Koray et al. applied sparse coding as a convolution filter bank learning
mechanism (dictionary). The learned filters predict quasi-sparse
features. The study compared the patch-based sparse coding model with
the convolutional sparse coding model, and generated filters are shown
in Figures 8 and 9. The filters generated by convolutional sparse coding
reduced redundancy between feature vectors at nearby locations and
increased overall efficiency. The size of the convolutional filter bank
was calculated using a formulation-based convolution rather than the
input-dependent dictionary size. A formulation-based convolution was
used over the traditional convolution approach to reduce the complexity.
The filter size was selected as 9x9x64 and 9x9x256 for the first and
second layers, respectively. However, no concrete arguments are made for
particular sizes and numbers. It was claimed to have a better number
of
learned filters over convolutional RBM and traditional sparse coding.
FIGURE 9 Second-stage filters of convolutional sparse coding
4.2 | Clustering
Clustering methods aim at grouping the data points that possess
”likeliness” measured by similarity measurement. Even though the groups
have labels or not, grouping the ”similar” data points is the core
concept of clustering algorithms. The ”similarity” can be defined in
many ways. Mainly distance-based or probabilistic partitional-based
methods are used for image clustering. The distance-based methods mostly
use Euclidian or cosine measures, and probabilistic methods use
probability scores in decision-making. The widely used performance
criteria for cluster assignment are intra-cluster compactness and
inter-cluster separability. The goal is to minimize cluster compactness
and maximize the distance between clusters. Compared to supervised
methods, clustering methods require very little domain knowledge.
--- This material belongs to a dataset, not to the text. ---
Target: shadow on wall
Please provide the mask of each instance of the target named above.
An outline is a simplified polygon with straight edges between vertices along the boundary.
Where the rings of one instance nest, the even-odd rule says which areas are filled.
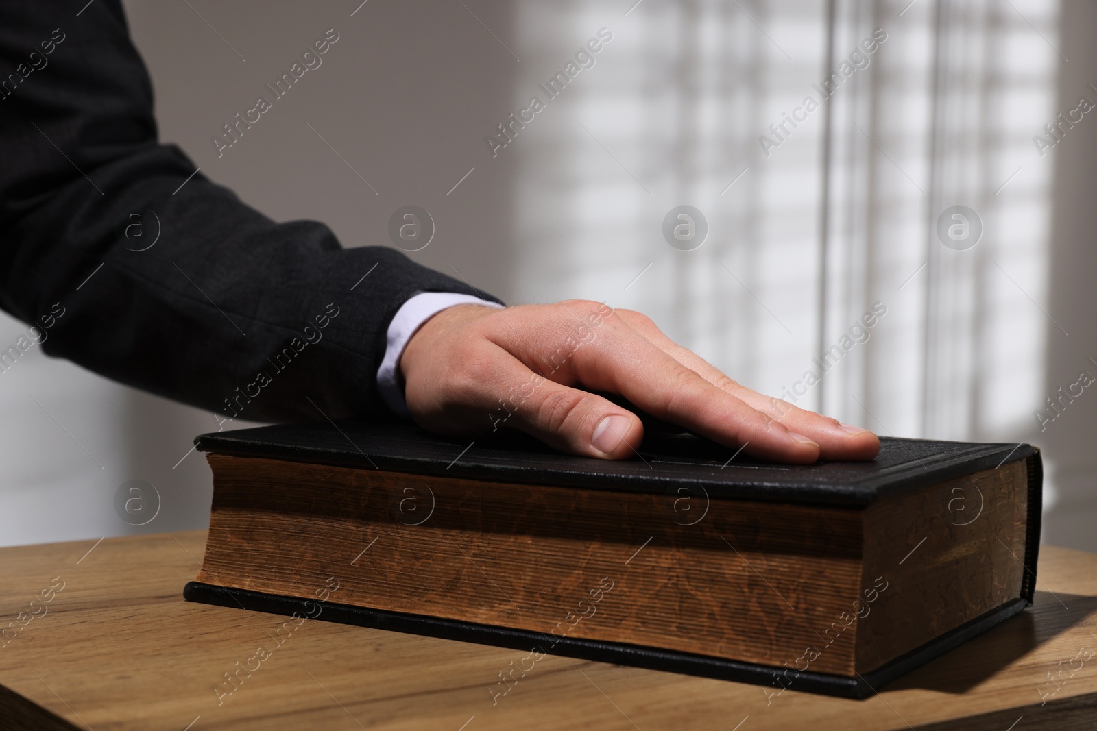
[[[1060,49],[1070,62],[1060,64],[1056,112],[1064,116],[1081,98],[1097,103],[1095,28],[1097,5],[1085,0],[1063,2]],[[1044,449],[1055,486],[1054,504],[1044,517],[1044,540],[1097,551],[1097,453],[1093,449],[1097,389],[1082,388],[1078,396],[1075,387],[1083,372],[1097,378],[1097,288],[1093,285],[1097,272],[1093,245],[1097,118],[1086,114],[1060,132],[1061,141],[1048,152],[1055,167],[1048,315],[1055,324],[1049,328],[1044,390],[1052,401],[1037,407],[1052,421],[1044,422],[1041,431],[1033,418],[1032,441]]]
In
semi-supervised architecture, mainly supervised algorithms are used for
feature learning, followed by clustering methods for grouping the
objects (as an alternative to the supervised classification method).
However, it was noted that training convolutional filters using
clustering techniques can be promising and obtain general-purpose visual
features. A few distance-based methods have been applied to feature
extraction as filters, and such studies are briefly discussed here.
4.2.1 | K-means
K-means is a commonly adopted clustering algorithm due to its
simplicity. The fundamental concept is to find the centroids that
minimize the distance between the points and the nearest centroids of
the clusters in Euclidean space. The number of clusters (K) is the main
hyperparameter needed to be defined initially. K-means as a learning
module (feature Learning) can lead to excellent results; however,
changes are required depending on the variety of datasets and objective
functions.
Adam and Andrew used K-means to obtain a dictionary of linear filters.
The filter size was chosen 6x6 over input images of 32x32 and convolved
with the stride of 1. The number of filters (K1, K2, and K3) for the
three layers was chosen as 1600, 3200, and 3200, respectively. The
experiment was focused more on selecting local receptive fields, and no
discussion was found on determining the number of clusters over the
three layers. In a different approach, when the K-means clustering was
applied to images for feature learning, the data points were considered
pixels or image patches and centroids as the filters. The patch size was
set the same as the number of centroids. In the experiment, the patch
size is a hyperparameter and was selected 16x16; hence, the centroids
dictionary was set to 256. The patches were selected randomly from the
input, and the number of selections was around 10000. It was treated as
a hyperparameter; however, random patch selection can be avoided now
with large datasets available. K-means centroids efficiently detect
low-frequency edges but perform poorly in the recognition task. As a
solution, the whitening of images was performed before the filters’
training, as whitening tends to generate more orthogonal centroids.
A. Dundar et al. compared classical K-means with convolutional K-means
as feature learning filters. Figure 10 shows the filters learned via
classical k-means and convolutional K-means. The filters (highlighted
red boxes) in classical K-means are likely shifted versions of each
other, creating many centroids with similar orientations and generating
redundant feature maps. The widely noted issue with classical K-means is
a decrement in efficiency with increasing input dimensions. Even for
small images, the patch size directly affects the quality of learning by
K-means filters. The patch size beyond some point results in poor
performance, and the optimum size (taken 6x6 or 8x8) remains a
hyperparameter. The depth of the model is directly proportional to the
number of trainable parameters. As a solution, a random selection of
patches is observed as a widely accepted solution.